今日の中国ニュース(2022年10月24日分)(副題:週刊現代のアホさに呆れる、ほか)

【追記】
 講談社だって、今後中国企業と関係しないで経営できるというものでもないだろう(呆れ) - ライプツィヒの夏(別題:怠け者の美学)でこの拙記事をご紹介頂きました。いつもありがとうございます。
【追記終わり】
SHEINに原神…「隠れ中国」の進出を経て、2045年までに尖閣&沖縄奪取へ! 中国が今後40年で仕掛ける「6つの戦争」(週刊現代) | 現代ビジネス | 講談社(1/3)
 週刊現代も良くもここまで酷いデマ記事が書けたもんです。
 日本とて「シャープ」「パナソニック」「ポケットモンスター」「ユニクロ」など、「外国風の会社名、ブランド名、商品名」は多数あるのに何が「中国隠し」なのか。

 9月3日、さいたまスーパーアリーナで「東京ガールズコレクション」(TGC)が開催された。若い女性たちが集まった巨大イベントだが、とりわけ注目を集めたのが「SHEIN*1」というブランドだ。
 価格が安いこと*2で世界の若年層から圧倒的な支持を得ている、1年で1兆円規模に急成長を遂げたモンスター企業である。
 しかし若者たちの多くは気づいていないが、SHEINは中国企業だ。

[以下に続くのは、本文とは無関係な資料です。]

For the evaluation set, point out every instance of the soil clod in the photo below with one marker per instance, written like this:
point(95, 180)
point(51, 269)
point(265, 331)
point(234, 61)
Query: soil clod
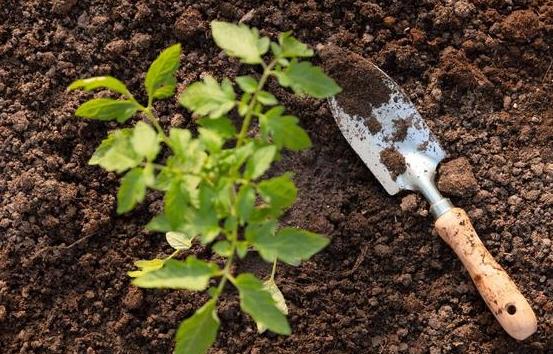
point(394, 161)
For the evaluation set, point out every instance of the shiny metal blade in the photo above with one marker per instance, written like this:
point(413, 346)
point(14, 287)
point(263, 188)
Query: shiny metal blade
point(392, 139)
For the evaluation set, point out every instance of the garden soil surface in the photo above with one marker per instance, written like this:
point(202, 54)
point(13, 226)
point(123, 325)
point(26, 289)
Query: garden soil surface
point(479, 71)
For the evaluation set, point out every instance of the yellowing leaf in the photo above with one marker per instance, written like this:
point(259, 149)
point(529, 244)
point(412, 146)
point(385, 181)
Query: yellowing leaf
point(277, 296)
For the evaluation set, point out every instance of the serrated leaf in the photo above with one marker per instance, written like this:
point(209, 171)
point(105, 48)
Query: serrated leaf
point(132, 190)
point(305, 78)
point(266, 98)
point(103, 82)
point(176, 203)
point(222, 248)
point(292, 48)
point(284, 130)
point(198, 332)
point(209, 98)
point(222, 126)
point(211, 140)
point(146, 266)
point(179, 140)
point(280, 192)
point(115, 153)
point(160, 79)
point(260, 161)
point(205, 221)
point(276, 294)
point(107, 109)
point(245, 202)
point(289, 245)
point(256, 301)
point(179, 240)
point(242, 249)
point(145, 141)
point(191, 274)
point(247, 83)
point(240, 41)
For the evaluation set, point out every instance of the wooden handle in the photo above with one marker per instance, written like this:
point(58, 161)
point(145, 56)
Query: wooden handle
point(496, 287)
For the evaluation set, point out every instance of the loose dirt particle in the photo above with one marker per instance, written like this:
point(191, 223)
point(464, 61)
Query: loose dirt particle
point(401, 126)
point(362, 83)
point(394, 161)
point(456, 178)
point(373, 125)
point(409, 203)
point(521, 25)
point(189, 24)
point(133, 299)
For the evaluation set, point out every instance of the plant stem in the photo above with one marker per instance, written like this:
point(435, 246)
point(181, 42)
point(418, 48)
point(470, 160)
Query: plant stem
point(155, 121)
point(274, 270)
point(249, 113)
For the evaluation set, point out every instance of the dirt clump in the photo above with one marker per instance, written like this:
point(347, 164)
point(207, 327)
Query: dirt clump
point(520, 25)
point(401, 126)
point(373, 125)
point(394, 161)
point(456, 178)
point(189, 24)
point(362, 83)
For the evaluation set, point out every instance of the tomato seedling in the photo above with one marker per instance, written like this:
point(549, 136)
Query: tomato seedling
point(213, 182)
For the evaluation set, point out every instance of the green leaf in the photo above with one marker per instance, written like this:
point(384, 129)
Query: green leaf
point(276, 294)
point(160, 78)
point(146, 266)
point(242, 249)
point(284, 130)
point(205, 221)
point(240, 41)
point(211, 140)
point(280, 192)
point(208, 98)
point(289, 245)
point(266, 98)
point(179, 140)
point(304, 78)
point(107, 82)
point(107, 109)
point(115, 153)
point(192, 274)
point(258, 303)
point(145, 141)
point(132, 190)
point(260, 161)
point(222, 248)
point(245, 202)
point(222, 126)
point(292, 48)
point(247, 83)
point(257, 230)
point(198, 332)
point(176, 203)
point(179, 240)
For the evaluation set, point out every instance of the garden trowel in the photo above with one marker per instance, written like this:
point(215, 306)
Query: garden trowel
point(384, 128)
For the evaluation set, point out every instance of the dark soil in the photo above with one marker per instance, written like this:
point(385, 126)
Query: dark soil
point(362, 83)
point(480, 73)
point(394, 161)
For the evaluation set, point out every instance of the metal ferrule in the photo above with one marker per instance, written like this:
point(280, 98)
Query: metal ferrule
point(438, 204)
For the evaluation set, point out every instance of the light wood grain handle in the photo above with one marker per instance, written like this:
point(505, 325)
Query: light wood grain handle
point(494, 284)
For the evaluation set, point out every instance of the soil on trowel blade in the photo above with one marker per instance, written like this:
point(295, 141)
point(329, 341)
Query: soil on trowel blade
point(479, 73)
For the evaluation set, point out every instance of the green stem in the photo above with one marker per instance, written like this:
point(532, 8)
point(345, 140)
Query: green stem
point(249, 113)
point(155, 121)
point(274, 270)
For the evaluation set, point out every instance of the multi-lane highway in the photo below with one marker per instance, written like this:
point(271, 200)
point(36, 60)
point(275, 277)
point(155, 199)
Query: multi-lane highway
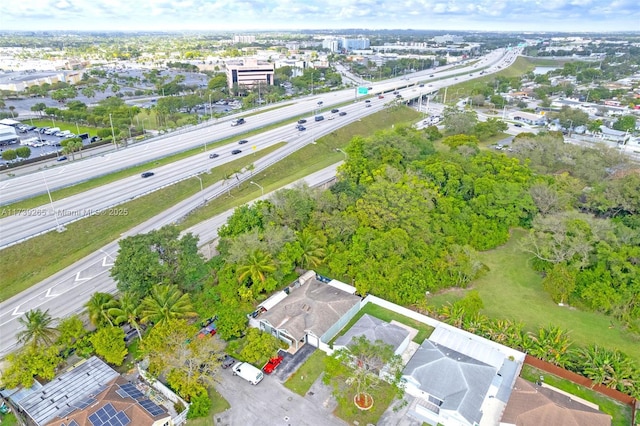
point(68, 290)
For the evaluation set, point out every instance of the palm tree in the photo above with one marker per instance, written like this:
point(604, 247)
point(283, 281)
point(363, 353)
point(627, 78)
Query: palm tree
point(164, 303)
point(312, 251)
point(256, 266)
point(127, 311)
point(38, 329)
point(98, 307)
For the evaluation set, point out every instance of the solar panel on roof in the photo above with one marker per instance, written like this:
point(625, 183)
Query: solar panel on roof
point(131, 391)
point(95, 420)
point(151, 407)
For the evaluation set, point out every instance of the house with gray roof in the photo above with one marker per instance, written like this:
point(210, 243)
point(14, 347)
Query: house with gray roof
point(375, 329)
point(310, 311)
point(466, 382)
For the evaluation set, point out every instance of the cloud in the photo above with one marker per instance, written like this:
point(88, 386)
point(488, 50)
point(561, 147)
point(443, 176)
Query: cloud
point(256, 15)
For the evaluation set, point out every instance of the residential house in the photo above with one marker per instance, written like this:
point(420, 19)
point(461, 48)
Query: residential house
point(533, 405)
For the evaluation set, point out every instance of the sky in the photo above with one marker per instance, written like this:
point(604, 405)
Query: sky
point(258, 15)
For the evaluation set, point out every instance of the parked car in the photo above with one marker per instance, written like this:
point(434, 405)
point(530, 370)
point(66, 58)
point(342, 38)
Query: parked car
point(273, 363)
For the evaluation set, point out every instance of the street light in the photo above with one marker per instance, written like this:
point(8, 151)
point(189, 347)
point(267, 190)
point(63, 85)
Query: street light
point(55, 214)
point(261, 188)
point(113, 134)
point(201, 186)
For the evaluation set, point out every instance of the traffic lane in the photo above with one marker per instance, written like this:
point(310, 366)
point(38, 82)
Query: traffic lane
point(269, 403)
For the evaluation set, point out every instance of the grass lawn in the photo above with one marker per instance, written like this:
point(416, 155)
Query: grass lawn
point(218, 405)
point(513, 290)
point(620, 413)
point(307, 374)
point(87, 235)
point(383, 395)
point(379, 312)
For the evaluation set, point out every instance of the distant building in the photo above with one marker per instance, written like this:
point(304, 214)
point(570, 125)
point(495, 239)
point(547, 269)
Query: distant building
point(244, 39)
point(249, 73)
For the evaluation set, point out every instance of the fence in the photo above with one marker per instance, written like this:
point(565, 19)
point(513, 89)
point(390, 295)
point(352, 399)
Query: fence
point(580, 380)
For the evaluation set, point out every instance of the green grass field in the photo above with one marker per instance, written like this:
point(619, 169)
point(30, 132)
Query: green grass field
point(85, 236)
point(300, 382)
point(513, 290)
point(620, 413)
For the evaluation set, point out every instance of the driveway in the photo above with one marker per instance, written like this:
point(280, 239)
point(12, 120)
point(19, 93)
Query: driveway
point(269, 403)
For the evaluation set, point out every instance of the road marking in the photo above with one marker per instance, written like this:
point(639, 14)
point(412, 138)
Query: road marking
point(49, 293)
point(81, 279)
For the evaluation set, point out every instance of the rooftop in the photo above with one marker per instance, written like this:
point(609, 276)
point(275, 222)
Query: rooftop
point(314, 306)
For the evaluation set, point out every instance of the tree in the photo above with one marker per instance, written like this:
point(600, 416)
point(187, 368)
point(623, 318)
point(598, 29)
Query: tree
point(256, 266)
point(166, 302)
point(362, 366)
point(259, 345)
point(98, 306)
point(161, 256)
point(28, 363)
point(38, 329)
point(127, 311)
point(109, 344)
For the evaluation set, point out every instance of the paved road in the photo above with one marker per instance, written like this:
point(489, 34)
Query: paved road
point(66, 292)
point(270, 403)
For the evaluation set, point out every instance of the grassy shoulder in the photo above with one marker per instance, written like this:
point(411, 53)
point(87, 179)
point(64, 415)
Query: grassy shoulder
point(512, 289)
point(620, 413)
point(218, 405)
point(52, 252)
point(300, 382)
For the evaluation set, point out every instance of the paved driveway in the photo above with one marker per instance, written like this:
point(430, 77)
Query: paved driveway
point(269, 403)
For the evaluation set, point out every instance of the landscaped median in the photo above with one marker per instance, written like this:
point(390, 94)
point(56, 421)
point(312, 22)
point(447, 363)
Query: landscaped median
point(53, 251)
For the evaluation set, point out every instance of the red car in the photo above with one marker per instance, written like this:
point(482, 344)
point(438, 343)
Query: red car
point(273, 363)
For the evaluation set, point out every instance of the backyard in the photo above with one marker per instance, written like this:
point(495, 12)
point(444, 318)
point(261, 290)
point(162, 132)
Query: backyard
point(513, 290)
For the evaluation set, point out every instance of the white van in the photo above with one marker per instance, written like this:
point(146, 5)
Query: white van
point(248, 372)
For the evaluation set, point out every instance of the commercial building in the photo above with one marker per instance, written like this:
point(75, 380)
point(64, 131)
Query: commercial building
point(249, 73)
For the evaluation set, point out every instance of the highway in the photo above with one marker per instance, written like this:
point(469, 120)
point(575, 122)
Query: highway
point(67, 291)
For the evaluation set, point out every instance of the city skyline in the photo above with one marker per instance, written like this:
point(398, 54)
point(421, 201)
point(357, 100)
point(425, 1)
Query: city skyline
point(261, 15)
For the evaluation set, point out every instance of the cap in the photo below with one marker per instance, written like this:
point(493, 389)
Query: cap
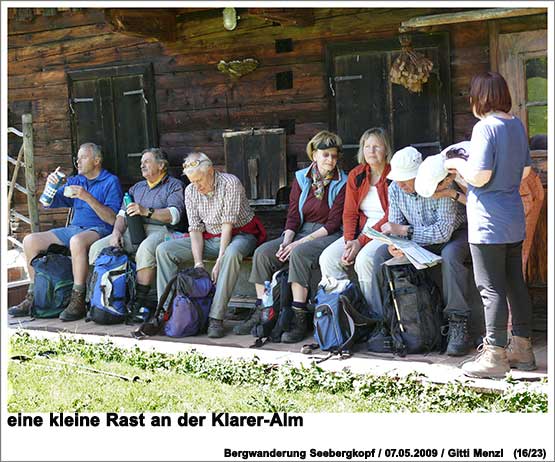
point(462, 149)
point(404, 164)
point(430, 173)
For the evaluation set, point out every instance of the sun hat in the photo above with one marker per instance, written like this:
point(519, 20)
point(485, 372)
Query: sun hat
point(404, 164)
point(431, 172)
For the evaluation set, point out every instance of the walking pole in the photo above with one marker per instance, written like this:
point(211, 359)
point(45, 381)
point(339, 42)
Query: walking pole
point(392, 290)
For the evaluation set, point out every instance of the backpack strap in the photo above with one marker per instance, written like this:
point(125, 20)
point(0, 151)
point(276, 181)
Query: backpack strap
point(346, 305)
point(203, 322)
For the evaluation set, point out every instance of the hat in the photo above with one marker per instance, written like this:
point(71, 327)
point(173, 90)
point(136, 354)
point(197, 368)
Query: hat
point(463, 147)
point(404, 164)
point(431, 172)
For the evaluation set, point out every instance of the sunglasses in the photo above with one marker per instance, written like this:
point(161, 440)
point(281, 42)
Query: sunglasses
point(193, 163)
point(325, 155)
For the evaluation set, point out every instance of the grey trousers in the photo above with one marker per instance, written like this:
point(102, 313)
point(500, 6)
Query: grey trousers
point(302, 260)
point(498, 275)
point(367, 266)
point(172, 255)
point(454, 273)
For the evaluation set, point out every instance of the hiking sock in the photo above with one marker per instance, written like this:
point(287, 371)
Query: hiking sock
point(81, 288)
point(141, 292)
point(299, 305)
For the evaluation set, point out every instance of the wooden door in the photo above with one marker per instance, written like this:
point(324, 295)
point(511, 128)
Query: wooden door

南京*3に本社があり、漢字では「希音」と書く。
「電車の中で若者が夢中になっているスマホゲームも、中国産が目立ちます。数億ダウンロードを誇る人気ゲームの『原神』『荒野行動』など、日本製だと思って遊んでいる人も多い」(ジャーナリストの姫田小夏氏*4
 使っていない10代はいないといわれるSNSTikTok」を運営するのも、北京に本社を置く「ByteDance」という中国企業だ。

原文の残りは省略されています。